第115話 指し直し局 終

「……?……?……?……!」


 疑問顔だった師匠の表情が、真っ赤に染まる。師匠は、そのまま、下を向いて固まってしまった。


 僕は、師匠を見つめたまま、その返事を待つ。


 どれほど時間が経ったことだろうか。下を向いていた師匠が、ゆっくりと顔を上げた。その視線が、僕の視線と交わる。


「私も……あなたと、ずっと将棋を指していたい」


 まだ赤みの残る表情で、師匠は、はっきりとそう言った。


 言葉の意味は、確認するまでもなかった。


「ありがとうございます。

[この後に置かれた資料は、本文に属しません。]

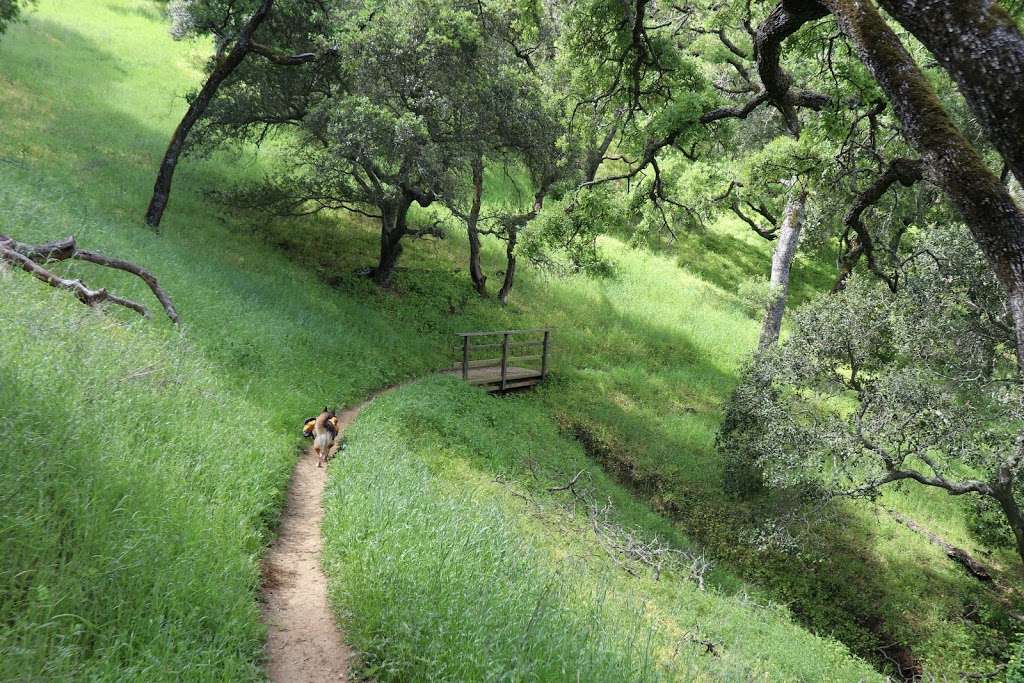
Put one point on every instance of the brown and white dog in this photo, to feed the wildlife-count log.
(324, 429)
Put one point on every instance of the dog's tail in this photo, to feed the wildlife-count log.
(322, 444)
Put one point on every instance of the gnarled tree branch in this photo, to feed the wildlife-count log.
(28, 257)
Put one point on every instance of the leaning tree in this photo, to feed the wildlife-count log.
(284, 33)
(872, 80)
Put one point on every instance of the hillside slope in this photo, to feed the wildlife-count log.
(143, 467)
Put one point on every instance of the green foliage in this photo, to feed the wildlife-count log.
(564, 236)
(987, 523)
(1015, 670)
(133, 501)
(450, 559)
(278, 319)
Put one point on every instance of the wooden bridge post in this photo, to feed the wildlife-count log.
(505, 358)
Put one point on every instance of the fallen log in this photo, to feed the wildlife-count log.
(973, 566)
(31, 257)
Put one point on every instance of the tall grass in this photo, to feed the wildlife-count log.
(451, 559)
(133, 498)
(129, 551)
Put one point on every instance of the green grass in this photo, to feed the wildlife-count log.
(450, 559)
(141, 467)
(132, 501)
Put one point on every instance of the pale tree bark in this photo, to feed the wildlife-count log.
(781, 263)
(982, 49)
(949, 161)
(472, 220)
(30, 257)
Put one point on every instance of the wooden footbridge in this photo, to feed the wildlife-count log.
(517, 358)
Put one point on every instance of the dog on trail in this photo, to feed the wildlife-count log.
(308, 423)
(324, 429)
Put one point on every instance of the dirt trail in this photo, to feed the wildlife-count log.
(303, 643)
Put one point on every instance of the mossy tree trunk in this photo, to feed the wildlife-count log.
(781, 263)
(949, 161)
(472, 219)
(982, 49)
(224, 67)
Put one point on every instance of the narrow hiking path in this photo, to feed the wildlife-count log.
(303, 643)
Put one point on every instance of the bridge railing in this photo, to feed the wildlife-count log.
(515, 353)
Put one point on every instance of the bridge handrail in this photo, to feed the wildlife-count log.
(506, 354)
(502, 332)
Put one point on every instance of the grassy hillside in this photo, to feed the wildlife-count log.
(451, 559)
(141, 466)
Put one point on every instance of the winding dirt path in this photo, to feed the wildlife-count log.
(303, 642)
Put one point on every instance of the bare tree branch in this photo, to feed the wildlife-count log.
(26, 256)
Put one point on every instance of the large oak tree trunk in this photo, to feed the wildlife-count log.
(475, 271)
(781, 263)
(950, 162)
(225, 65)
(981, 47)
(393, 228)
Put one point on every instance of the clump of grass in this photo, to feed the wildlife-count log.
(133, 501)
(449, 558)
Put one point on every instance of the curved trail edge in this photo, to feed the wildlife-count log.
(303, 644)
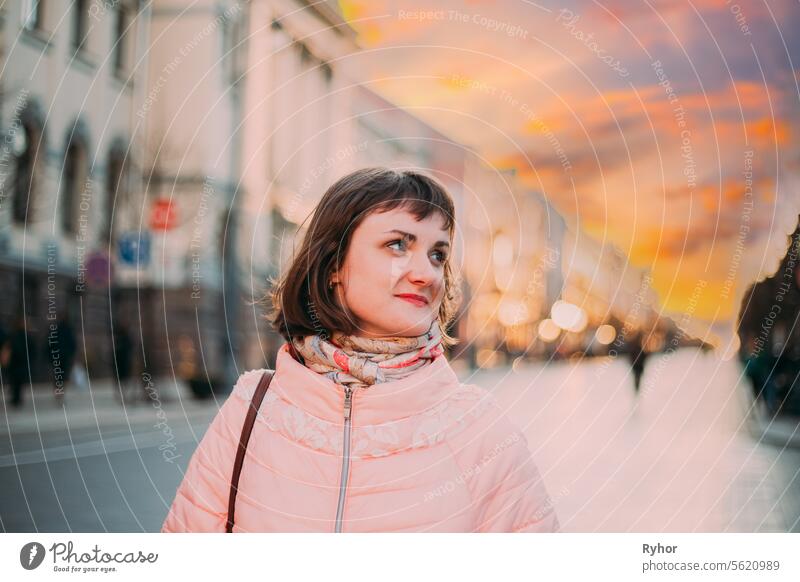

…………詩音さん」


 僕の言葉に、師匠は一瞬驚いた顔をした後、自分の顔を手で覆った。


 師匠の表情は見えない。でも、師匠が顔を隠す前、一瞬だけその表情が見えた。それは、今まで見たことのない、師匠のにやけ顔。


「……反則すぎるよ、それ」


 師匠が何かを呟いた。だが、顔を覆っているせいで、よく聞き取れなかった。


「し、将棋しようか。せ、千日手だったから、さ、指し直ししなきゃね」


 急に、師匠がそんなことを言い出した。明らかに、何かをごまかしたいといった様子だ。


「……そうですね」


 特に言及することもなく、僕は、盤上の駒に手を伸ばした。


 パチリ、パチリと、いつもより少しだけ早いペースで、駒が並べられる。


 駒が並び終えられた盤上は、いつもより輝いて見えた。


 さあ、始めよう。新しい対局を。どんな展開になるか分からないけれど、きっと、楽しい対局になるはずだ。だって、師匠が僕の目の前にいてくれるのだから。


 姿勢を正し、お互いに頭を下げる。


「「お願いします」」


 僕たちの声が、休憩スペースに優しく響いた。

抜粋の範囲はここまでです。